C901 complexity exceptions (per-file-ignores)

The following modules are listed in .flake8 under per-file-ignores with C901 (McCabe complexity) so that flake8 does not fail on high-complexity functions. Per Issue #432 Phase 5, each exception is documented here. Radon grades: F = highest complexity, D/C/B/A = decreasing.

File / pattern Worst radon (example) Reason accepted
config.py Config._validate_cross_field_settings D (24) Large Pydantic config; cross-field and env validators by design.
episode_processor.py download_media_for_transcription E (31) Episode pipeline: download, transcribe, cache; many branches by design.
workflow.py (legacy; see orchestration) Superseded by workflow/orchestration.py; keep ignore for any remaining ref.
speaker_detection.py detect_speaker_names D (24) NER + heuristics; host/guest detection with many rules.
whisper_integration.py (see whisper_utils / ml_provider) Whisper wiring; complexity in providers/ml.
*summarizer.py summarize_long_text F (44), create_summarization_provider F (62) ML pipeline (map/reduce, chunking); factory branches over providers.
*metadata_generation.py (many C/D) Metadata rules and branching; see Low-MI table.
*orchestration.py _both_providers_use_mps D (29), run_pipeline entry Stage routing, device/logging setup; see Low-MI table.
*processing.py prepare_episode_download_args E (39) Episode processing concurrency and host detection.
*run_index.py _find_metadata_file C (14) Run index and status mapping.
cli.py _build_config F (87), main F (49) CLI entrypoint and config building; see Low-MI table.

New C901 ignores should be avoided; add a row here and a short in-file comment when necessary.

CI integration

When wily runs

  • Branch: Only on main, release/2.4, and release/2.5 (not on pull requests).
  • Job: In the coverage-unified job, after code quality metrics (radon) are generated.
  • Full history: The job checks out with fetch-depth: 0 so wily can build the baseline.

What CI produces

  • Wily baseline — Stored in .wily/ and uploaded as an artifact (e.g. wily-reports).
  • Trend reports — Text reports under reports/wily/ (e.g. overall and key-file trends).
  • Trend data for dashboardreports/wily/trends.json (used by the metrics pipeline to show complexity/maintainability trends and files degrading/improving).

Viewing CI results

  • Metrics dashboard: CI metrics shows radon snapshot complexity and maintainability on cards, optional card trend strings vs the previous snapshot, and history charts when history-*.jsonl has enough points. File-level degrading/improving lists are only populated when that data is wired into metrics JSON (often empty); rely on wily artifacts for deep file lists.
  • Artifacts: In the GitHub Actions run, download the wily-reports artifact to inspect .wily/ and reports/wily/*.txt locally.

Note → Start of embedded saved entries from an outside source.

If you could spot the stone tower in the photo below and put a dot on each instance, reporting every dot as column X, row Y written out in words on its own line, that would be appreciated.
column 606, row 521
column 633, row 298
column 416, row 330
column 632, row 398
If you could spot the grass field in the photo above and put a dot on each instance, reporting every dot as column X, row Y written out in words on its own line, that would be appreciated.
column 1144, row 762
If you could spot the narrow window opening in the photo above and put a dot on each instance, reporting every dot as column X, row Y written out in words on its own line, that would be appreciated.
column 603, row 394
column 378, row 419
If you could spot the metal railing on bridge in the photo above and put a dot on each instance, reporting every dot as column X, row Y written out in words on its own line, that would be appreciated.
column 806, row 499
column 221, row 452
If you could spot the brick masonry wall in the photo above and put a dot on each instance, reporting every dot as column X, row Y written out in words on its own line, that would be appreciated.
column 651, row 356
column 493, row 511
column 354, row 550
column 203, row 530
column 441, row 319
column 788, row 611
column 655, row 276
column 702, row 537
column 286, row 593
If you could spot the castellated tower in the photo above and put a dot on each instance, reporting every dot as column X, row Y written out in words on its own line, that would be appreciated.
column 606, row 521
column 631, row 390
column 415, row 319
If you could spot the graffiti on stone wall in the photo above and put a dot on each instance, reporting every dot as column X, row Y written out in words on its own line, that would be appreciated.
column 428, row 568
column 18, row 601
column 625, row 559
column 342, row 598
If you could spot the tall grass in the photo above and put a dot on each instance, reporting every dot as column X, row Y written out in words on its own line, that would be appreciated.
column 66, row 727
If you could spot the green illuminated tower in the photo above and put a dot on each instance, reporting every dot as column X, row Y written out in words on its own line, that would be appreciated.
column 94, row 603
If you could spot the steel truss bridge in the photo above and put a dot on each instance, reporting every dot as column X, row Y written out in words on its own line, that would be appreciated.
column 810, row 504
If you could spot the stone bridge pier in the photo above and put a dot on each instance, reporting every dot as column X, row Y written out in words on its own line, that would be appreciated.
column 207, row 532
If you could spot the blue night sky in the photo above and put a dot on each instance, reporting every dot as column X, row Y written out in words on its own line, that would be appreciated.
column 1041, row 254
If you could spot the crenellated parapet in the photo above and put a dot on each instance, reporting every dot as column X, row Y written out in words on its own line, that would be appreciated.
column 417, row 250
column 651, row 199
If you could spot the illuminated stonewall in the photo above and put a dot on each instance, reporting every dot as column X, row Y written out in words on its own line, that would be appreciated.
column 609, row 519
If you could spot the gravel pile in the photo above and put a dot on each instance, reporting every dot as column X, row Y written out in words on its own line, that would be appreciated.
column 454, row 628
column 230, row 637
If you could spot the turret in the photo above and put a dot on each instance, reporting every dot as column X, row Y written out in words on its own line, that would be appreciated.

Card trend strings and chart points need at least two saved metrics snapshots on the branch; the first run after a clean history may show “N/A” on deltas until the next push.

Troubleshooting

"No revisions found" or empty report

  • Ensure the repo is not a shallow clone: git fetch --unshallow (or in CI use fetch-depth: 0).
  • Run wily build src/podcast_scraper first; then wily report.

Baseline corrupted or invalid

Reset and rebuild:

rm -rf .wily/
wily build src/podcast_scraper --max-revisions 50

Wily fails in CI

Wily steps are non-blocking (continue-on-error: true). If wily fails, the rest of CI still runs; the metrics dashboard will show "N/A" for trend fields until wily succeeds in a later run.

  • First run after enabling wily: no previous revision to compare; trends appear from the next run.
  • Wily job failed or was skipped: check the workflow run for the Build wily baseline step.